The dataset, in the form
Source Target Source_Class Target_Class
1 2 1 0
1 3 1 0
2 1 0 1
4 2 0 0
5 4 0 0
5 1 0 1
3 1 0 1
is used to build a network, where Source_Class is a Source's attribute and Target_Class is a Target's attribute. I need to find the edges that link two nodes having different classes, for example 1 (which has class 1) and 2 (which has class 0); 1 and 3, and so on, i.e. a list of edges that are 'connectors' within the network, as they link two nodes having different classes.
Written as above, the problem seems pretty easy to solve, but I have a question on how to consider only once the Source/Target nodes. For instance, I could use a logical sum and select only the rows that have 0(1) in Source_Class(Target_Class) and 1(0) in Target_Class (Source_Class). But, I would have duplicates, considering the network as undirected.
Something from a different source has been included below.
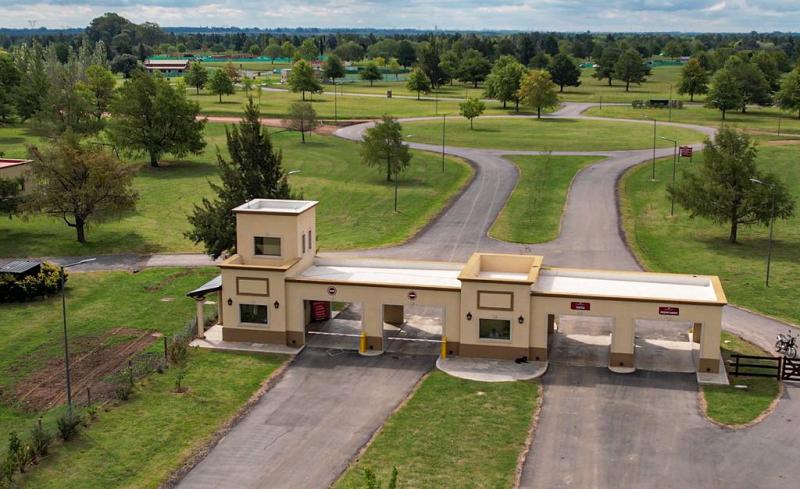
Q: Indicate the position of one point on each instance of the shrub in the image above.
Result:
(46, 282)
(40, 440)
(68, 424)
Source Target Source_Class Target_Class
1 2 1 0
1 3 1 0
2 1 0 1
5 1 0 1
3 1 0 1
My expected output would be:
Source Target Different
1 2 1
1 3 1
5 1 1
Do you know how to filter duplicates out?
CodePudding user response:
Use, np.sort
to order the Source/Target
pair, then you can groupby on that:
a = np.sort(df[['Source', 'Target']], axis=1)
(df.groupby([a[:,0], a[:,1]]).head(1)
.reset_index(drop=True)
.query('Source_Class != Target_Class')
)
Output:
Source Target Source_Class Target_Class
0 1 2 1 0
1 1 3 1 0
4 5 1 0 1